New York is a new world, but not a new world for him, because it’s a city, and all cities are the same, when their stories are sealed up and delivered with a kiss. If he grasps for sanity he clutches at straws, because seeing everything makes sanity something very relative, and very unimportant, something of checks and balances, not black and white. He does not ask to be sane, nor does he wish for it. Sanity means nine to five, means shined shoes and clean hair and fingernails that are not ragged, a man not run ragged, means to not be her rag doll in the night, one last time.  
  
And aren’t they all the last time, that clutch in his chest, that fear that this time-- this time, she’ll see right through him? But she always sees right through him, and she always stays.  
  
He sees the world the way a god sees it, and he is humbled by it in the way a god would never be. It’s a system, and people are not ants, but stars, the city a constellation of blooming light and sound and heat, every sensation peppered across his skin like the wing he once tattooed on his shoulder, on a cold night in Camden, a lifetime’s lifetime ago. He’s not sane, but he’s never asked to be. Not once. It does not matter what Mycroft says. Not once. Okay, so maybe. Maybe he’s been weak, once or twice, in his time, but that was then and this is now. He got bored of being weak. He got bored of being something he wasn’t.
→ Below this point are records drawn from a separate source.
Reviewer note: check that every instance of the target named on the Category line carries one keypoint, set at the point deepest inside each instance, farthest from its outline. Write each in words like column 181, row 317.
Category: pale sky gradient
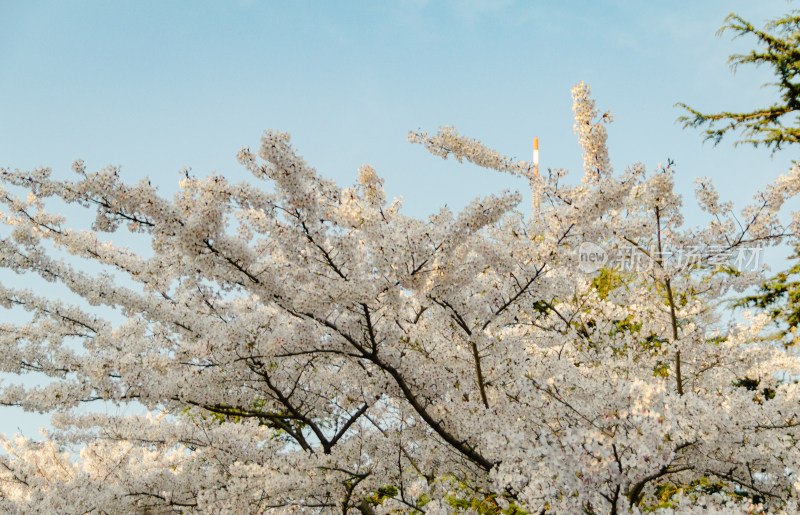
column 157, row 86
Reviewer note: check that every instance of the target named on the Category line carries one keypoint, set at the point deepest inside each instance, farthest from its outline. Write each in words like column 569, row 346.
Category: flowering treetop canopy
column 314, row 348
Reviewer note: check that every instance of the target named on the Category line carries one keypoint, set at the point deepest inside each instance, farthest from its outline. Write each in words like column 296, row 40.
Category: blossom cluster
column 306, row 347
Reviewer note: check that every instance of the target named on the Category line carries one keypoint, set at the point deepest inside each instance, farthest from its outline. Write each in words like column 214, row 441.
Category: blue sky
column 157, row 86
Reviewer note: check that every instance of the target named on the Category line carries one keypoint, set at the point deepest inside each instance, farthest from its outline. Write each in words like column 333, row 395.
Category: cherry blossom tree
column 308, row 347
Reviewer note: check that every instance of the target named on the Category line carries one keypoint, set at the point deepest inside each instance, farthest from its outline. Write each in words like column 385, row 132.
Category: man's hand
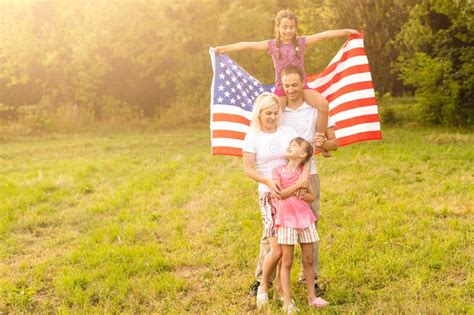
column 319, row 139
column 274, row 188
column 301, row 192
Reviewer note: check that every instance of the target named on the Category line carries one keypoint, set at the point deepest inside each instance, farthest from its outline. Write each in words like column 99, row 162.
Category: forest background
column 72, row 64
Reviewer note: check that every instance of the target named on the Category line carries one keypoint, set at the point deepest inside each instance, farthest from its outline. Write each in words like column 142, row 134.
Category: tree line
column 122, row 60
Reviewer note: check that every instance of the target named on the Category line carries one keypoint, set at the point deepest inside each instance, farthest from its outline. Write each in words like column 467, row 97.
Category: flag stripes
column 346, row 83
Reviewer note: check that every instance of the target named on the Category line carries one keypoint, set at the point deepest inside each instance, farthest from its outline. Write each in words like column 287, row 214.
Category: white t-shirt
column 303, row 121
column 269, row 149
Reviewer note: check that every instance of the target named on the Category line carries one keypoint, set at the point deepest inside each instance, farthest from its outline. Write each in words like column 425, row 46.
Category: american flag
column 346, row 84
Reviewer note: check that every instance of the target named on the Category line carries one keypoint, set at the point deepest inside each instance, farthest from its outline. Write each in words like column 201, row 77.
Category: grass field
column 151, row 222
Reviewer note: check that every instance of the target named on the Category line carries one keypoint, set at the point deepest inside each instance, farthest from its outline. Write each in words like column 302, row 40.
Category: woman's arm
column 243, row 46
column 251, row 172
column 313, row 39
column 331, row 142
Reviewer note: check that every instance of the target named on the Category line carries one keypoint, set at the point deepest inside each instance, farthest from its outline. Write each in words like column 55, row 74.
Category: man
column 302, row 118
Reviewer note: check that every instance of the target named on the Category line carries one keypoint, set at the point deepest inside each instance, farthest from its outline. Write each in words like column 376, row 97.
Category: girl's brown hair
column 291, row 16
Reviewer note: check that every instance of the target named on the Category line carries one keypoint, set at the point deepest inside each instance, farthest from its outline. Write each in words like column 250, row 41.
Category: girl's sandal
column 290, row 308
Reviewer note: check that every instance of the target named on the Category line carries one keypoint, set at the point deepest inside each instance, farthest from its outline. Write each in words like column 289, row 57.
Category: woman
column 263, row 150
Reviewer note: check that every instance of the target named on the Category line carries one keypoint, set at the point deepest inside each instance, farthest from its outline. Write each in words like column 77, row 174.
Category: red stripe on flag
column 363, row 136
column 357, row 120
column 336, row 78
column 228, row 134
column 370, row 101
column 350, row 88
column 231, row 118
column 226, row 151
column 355, row 52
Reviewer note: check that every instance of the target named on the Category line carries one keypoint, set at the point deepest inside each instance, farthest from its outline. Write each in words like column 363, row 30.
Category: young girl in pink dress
column 294, row 221
column 288, row 49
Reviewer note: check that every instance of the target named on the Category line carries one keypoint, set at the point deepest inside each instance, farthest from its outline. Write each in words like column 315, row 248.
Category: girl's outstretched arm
column 313, row 39
column 242, row 46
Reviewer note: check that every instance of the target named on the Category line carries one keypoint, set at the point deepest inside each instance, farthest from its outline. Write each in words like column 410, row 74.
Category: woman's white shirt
column 269, row 149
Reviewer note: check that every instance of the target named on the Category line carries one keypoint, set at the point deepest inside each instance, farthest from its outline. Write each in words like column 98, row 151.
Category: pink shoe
column 318, row 303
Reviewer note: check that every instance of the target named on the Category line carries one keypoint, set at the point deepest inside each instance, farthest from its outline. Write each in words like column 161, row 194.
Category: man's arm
column 331, row 141
column 290, row 191
column 309, row 196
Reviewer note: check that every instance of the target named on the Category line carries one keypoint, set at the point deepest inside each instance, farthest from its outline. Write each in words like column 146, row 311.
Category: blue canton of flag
column 234, row 86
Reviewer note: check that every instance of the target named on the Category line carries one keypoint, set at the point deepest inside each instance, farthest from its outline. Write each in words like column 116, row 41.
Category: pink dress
column 284, row 57
column 292, row 212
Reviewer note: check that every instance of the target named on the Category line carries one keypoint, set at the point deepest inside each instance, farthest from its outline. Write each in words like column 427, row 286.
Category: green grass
column 151, row 222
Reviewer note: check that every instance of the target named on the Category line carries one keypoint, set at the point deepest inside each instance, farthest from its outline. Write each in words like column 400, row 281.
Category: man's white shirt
column 303, row 121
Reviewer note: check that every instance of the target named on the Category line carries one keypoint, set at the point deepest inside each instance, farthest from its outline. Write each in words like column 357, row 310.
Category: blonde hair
column 263, row 101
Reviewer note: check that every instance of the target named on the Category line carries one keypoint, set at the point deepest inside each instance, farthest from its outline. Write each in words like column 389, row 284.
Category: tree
column 436, row 51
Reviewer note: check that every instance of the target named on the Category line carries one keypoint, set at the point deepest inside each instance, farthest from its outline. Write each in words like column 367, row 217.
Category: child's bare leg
column 307, row 253
column 282, row 100
column 269, row 264
column 286, row 262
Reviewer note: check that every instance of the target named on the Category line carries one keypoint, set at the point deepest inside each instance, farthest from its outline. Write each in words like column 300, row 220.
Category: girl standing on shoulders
column 288, row 49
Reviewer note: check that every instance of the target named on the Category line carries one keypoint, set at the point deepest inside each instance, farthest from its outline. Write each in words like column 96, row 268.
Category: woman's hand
column 221, row 49
column 274, row 188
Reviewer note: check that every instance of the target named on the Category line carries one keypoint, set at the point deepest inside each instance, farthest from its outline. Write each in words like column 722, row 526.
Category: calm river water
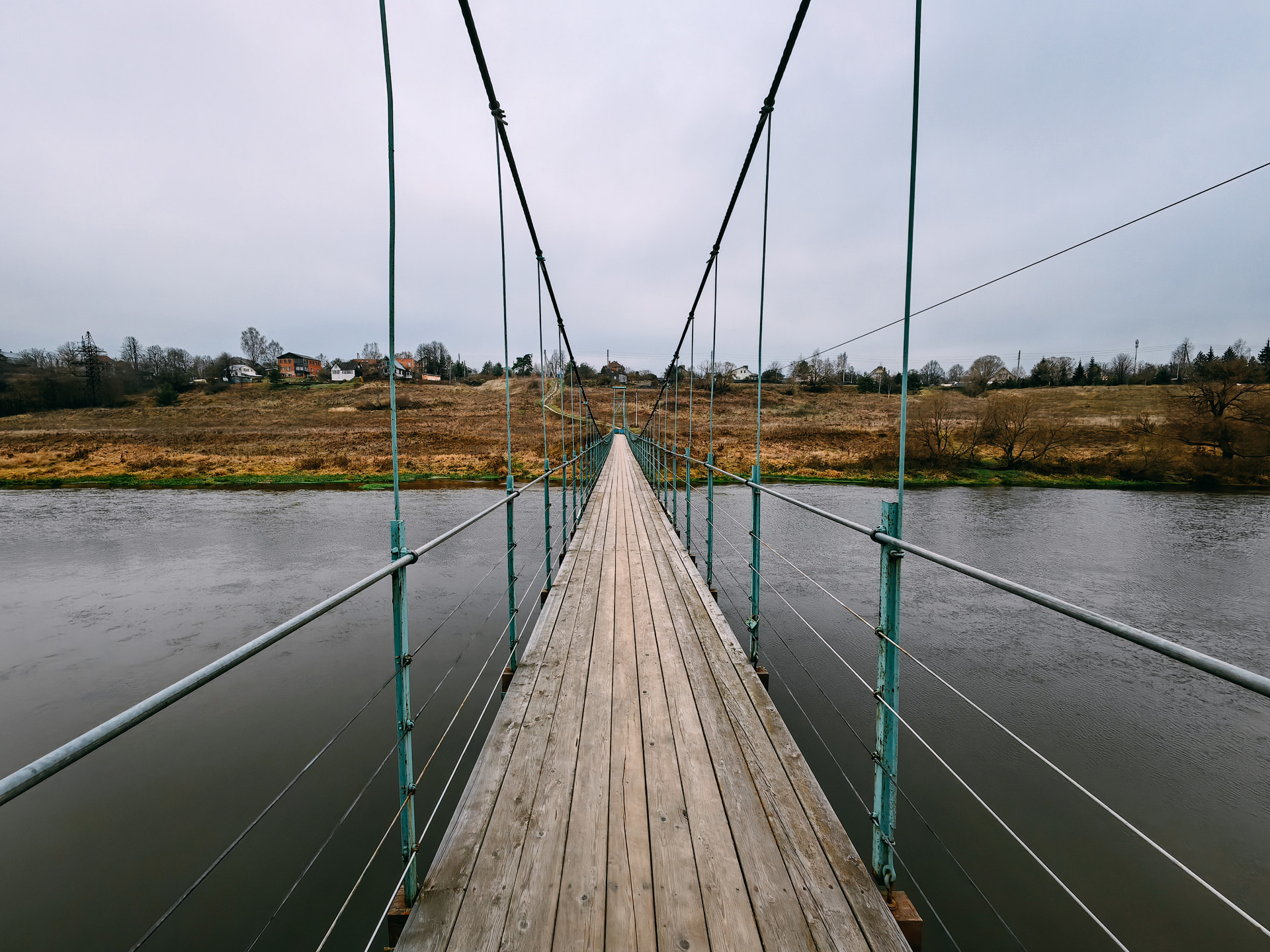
column 110, row 594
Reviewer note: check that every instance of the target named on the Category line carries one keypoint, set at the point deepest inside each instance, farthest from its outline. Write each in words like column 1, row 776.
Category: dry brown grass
column 460, row 430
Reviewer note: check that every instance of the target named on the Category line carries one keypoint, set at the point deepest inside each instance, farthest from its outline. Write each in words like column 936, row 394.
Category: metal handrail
column 38, row 771
column 1216, row 666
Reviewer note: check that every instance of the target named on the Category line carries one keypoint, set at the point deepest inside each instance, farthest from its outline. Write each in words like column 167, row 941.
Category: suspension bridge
column 639, row 787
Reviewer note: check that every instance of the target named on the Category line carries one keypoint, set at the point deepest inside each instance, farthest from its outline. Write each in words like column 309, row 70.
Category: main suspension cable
column 1042, row 260
column 259, row 816
column 497, row 111
column 763, row 114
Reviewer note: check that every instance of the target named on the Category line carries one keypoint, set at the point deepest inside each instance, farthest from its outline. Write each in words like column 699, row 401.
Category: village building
column 342, row 371
column 299, row 366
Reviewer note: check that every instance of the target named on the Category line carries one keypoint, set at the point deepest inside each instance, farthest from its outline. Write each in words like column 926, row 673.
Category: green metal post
column 687, row 499
column 405, row 757
column 546, row 517
column 755, row 535
column 709, row 521
column 887, row 749
column 511, row 571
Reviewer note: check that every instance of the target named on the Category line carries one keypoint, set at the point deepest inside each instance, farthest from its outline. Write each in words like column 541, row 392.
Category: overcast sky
column 179, row 172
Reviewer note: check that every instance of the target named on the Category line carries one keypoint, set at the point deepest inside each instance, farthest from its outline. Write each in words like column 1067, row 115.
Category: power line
column 1048, row 258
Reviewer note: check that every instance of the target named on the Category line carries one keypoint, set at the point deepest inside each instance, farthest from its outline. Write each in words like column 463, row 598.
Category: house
column 370, row 367
column 299, row 366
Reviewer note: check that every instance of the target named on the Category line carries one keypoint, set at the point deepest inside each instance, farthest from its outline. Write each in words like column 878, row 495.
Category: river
column 110, row 594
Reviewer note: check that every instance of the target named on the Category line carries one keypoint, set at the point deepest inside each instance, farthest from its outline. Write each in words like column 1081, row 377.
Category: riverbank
column 338, row 436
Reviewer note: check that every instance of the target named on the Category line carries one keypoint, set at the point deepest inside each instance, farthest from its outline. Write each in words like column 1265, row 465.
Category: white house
column 243, row 374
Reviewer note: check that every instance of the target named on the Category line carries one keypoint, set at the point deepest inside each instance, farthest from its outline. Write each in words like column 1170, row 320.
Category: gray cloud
column 179, row 172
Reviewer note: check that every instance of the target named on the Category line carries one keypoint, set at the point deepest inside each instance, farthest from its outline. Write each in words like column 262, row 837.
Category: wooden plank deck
column 639, row 790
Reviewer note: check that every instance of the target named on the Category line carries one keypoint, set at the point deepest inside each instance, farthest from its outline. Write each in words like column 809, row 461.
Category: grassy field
column 339, row 434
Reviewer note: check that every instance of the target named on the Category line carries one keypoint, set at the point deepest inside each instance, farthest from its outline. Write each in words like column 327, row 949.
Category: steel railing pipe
column 1216, row 666
column 38, row 771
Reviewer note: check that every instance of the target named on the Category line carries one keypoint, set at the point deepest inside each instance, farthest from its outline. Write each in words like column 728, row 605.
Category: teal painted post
column 709, row 520
column 546, row 517
column 405, row 754
column 687, row 499
column 511, row 571
column 887, row 749
column 755, row 536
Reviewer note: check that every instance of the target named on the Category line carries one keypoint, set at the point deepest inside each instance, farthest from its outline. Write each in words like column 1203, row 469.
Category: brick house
column 299, row 366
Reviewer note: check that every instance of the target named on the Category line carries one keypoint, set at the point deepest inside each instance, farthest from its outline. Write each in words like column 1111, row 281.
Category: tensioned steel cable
column 252, row 825
column 949, row 768
column 1054, row 767
column 414, row 853
column 868, row 752
column 894, row 779
column 763, row 114
column 427, row 825
column 393, row 823
column 1042, row 260
column 501, row 117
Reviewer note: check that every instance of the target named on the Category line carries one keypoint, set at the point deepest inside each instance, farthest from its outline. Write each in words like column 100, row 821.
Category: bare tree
column 944, row 427
column 841, row 367
column 91, row 361
column 1183, row 356
column 1013, row 424
column 1119, row 370
column 253, row 346
column 40, row 358
column 980, row 375
column 67, row 354
column 931, row 374
column 816, row 371
column 1224, row 409
column 131, row 352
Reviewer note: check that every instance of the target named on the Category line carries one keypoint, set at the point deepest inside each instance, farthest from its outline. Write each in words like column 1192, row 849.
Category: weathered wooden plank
column 771, row 891
column 493, row 855
column 867, row 904
column 443, row 890
column 532, row 909
column 730, row 914
column 681, row 920
column 639, row 790
column 825, row 909
column 629, row 917
column 579, row 916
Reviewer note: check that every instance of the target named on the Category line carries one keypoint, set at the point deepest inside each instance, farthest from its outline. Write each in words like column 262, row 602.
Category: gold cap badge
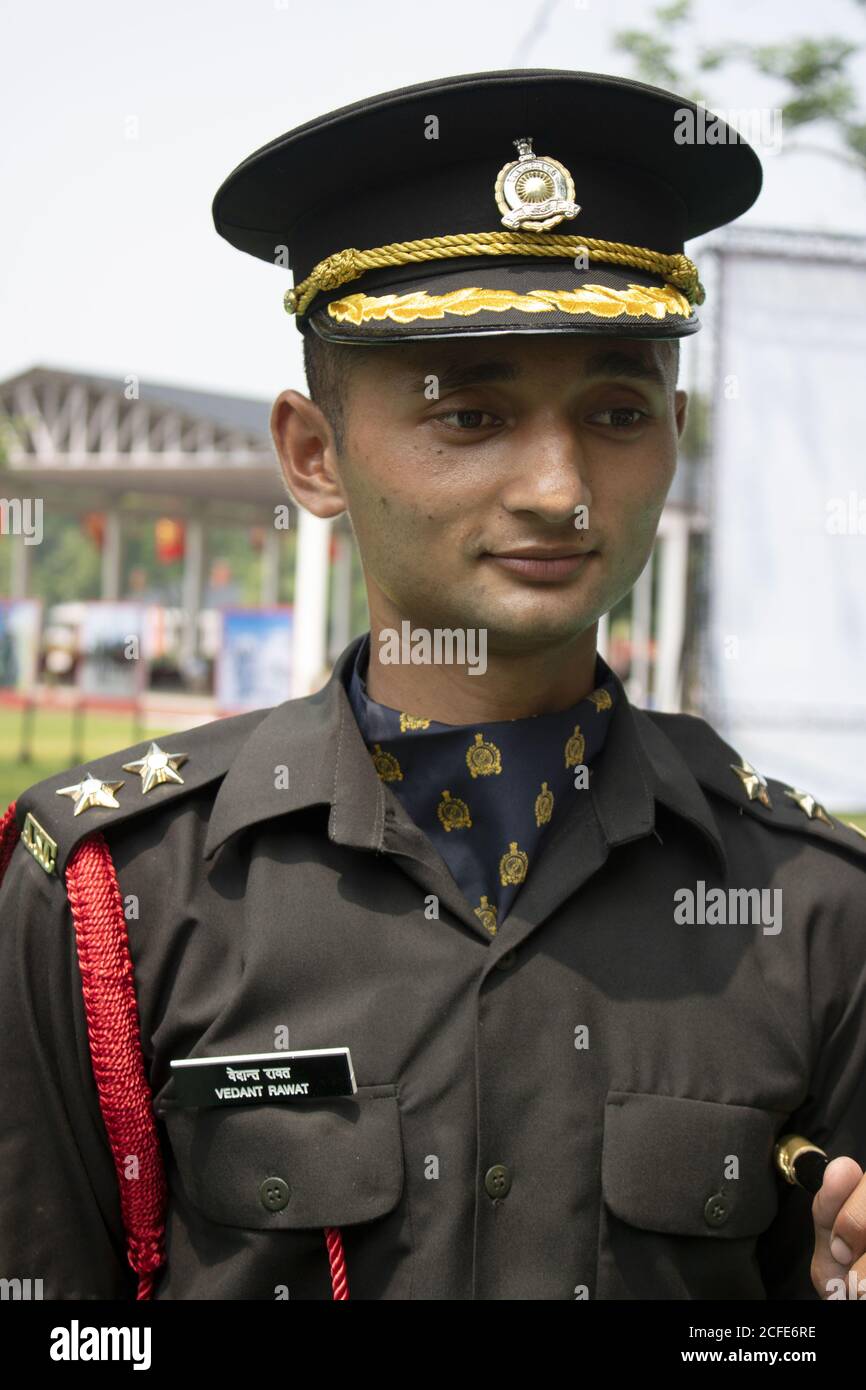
column 534, row 192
He got bored of being alone.  
  
New York is New York, is life and heat and the roar of the subway, streets laid out in grids and the stench of sewers that are not grids at all. She is as dark as the city’s heart, and every bit as deadly. She kisses him in the night and holds him down, and he never has to ask.  
  
She has a scar on her neck. All of Sherlock Holmes is a scar. This is right. This is the story. This is exactly how it was supposed to go.  
  
  
  
  
  
“You make one wrong move, and your woman fuckin’ gets it,” says the latest in a long, long line of stupid men, and Sherlock Holmes steps right, smiles politely, says, “I don’t believe you’ve met my woman, old boy.”


End file.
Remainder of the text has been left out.